Wer sich den Film Naked Lunch ansieht, braucht einen guten Magen und viel Toleranz fürs Absurde. David Cronenberg, Fachmann für dezente Abscheulichkeiten, drehte den Film 1991 nach dem gleichnamigen Roman von William S. Burroughs (1914-1997). Roman wie Film besitzen die Logik eines Albtraums im Drogenrausch – und beinahe muss man befürchten, dass Burroughs hier lediglich seine persönlichen Horrortrips protokolliert hat. Der Beat-Poet tötete in der Tat seine Ehefrau „versehentlich“ bei einer Schießübung à la Wilhelm Tell. Er war in der Tat heroinsüchtig und homosexuell. Er reiste in der Tat mit seiner Schreibmaschine in die „Interzone“, die Freihandelszone von Tanger, sah dort in den Häusern seltsame Insekten und auf den Märkten seltsames Fleisch. Unschwer lassen sich im Film auch seine Kollegen Ginsberg und Kerouac erkennen, ebenso das Schriftsteller-Ehepaar Bowles, das viele Jahre in der nordafrikanischen Stadt zu Hause war.
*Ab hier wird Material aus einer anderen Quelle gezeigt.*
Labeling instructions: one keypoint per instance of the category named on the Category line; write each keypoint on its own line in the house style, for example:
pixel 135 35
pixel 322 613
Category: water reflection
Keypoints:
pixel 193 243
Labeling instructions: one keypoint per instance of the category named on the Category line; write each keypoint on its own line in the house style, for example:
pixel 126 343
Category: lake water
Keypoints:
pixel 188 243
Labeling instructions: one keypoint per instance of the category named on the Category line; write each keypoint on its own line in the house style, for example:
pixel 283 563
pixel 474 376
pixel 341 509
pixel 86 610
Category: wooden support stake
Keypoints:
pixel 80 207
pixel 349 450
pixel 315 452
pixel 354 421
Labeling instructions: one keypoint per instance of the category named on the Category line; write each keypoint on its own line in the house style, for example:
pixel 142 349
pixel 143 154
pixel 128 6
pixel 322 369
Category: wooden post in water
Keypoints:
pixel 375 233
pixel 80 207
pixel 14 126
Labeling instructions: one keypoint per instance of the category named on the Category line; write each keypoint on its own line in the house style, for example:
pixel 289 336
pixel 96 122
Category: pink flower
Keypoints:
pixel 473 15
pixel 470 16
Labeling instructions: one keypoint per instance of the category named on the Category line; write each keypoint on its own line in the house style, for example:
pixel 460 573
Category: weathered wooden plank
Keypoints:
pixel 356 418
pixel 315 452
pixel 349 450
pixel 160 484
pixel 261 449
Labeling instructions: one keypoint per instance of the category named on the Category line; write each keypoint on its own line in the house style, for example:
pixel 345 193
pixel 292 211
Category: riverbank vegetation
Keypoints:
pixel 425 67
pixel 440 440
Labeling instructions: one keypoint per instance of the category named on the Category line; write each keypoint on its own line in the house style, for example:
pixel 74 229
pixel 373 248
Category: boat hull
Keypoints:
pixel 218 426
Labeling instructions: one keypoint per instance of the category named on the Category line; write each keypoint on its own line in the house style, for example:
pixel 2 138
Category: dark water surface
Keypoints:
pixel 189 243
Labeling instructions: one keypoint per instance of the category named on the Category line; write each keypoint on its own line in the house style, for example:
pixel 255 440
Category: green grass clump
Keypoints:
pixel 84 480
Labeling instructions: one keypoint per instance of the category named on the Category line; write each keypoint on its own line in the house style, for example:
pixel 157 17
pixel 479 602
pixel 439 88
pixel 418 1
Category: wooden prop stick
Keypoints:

Paul Bowles war nämlich mit verantwortlich dafür, dass die „internationale Zone“ in Tanger (Marokko) in den 1950ern zum modischen Aussteigerort wurde. Auch der britische Maler und Schriftsteller Brion Gysin kam auf Bowles’ Einladung angereist – und blieb 23 Jahre lang. Ihn hielt vor allem die Faszination der marokkanischen Musik: 1952 eröffnete Gysin in Tanger das Restaurant „1001 Nights“, wo Tag und Nacht ein Sufi-Trance-Ensemble aus dem Bergort Joujouka aufspielte. William S. Burroughs teilte Gysins Begeisterung: Für ihn war das Joujouka-Ensemble „eine 4.000 Jahre alte Rock’n’Roll-Band“. Burroughs und Gysin gaben der Band auch ihren Namen: Master Musicians of Joujouka.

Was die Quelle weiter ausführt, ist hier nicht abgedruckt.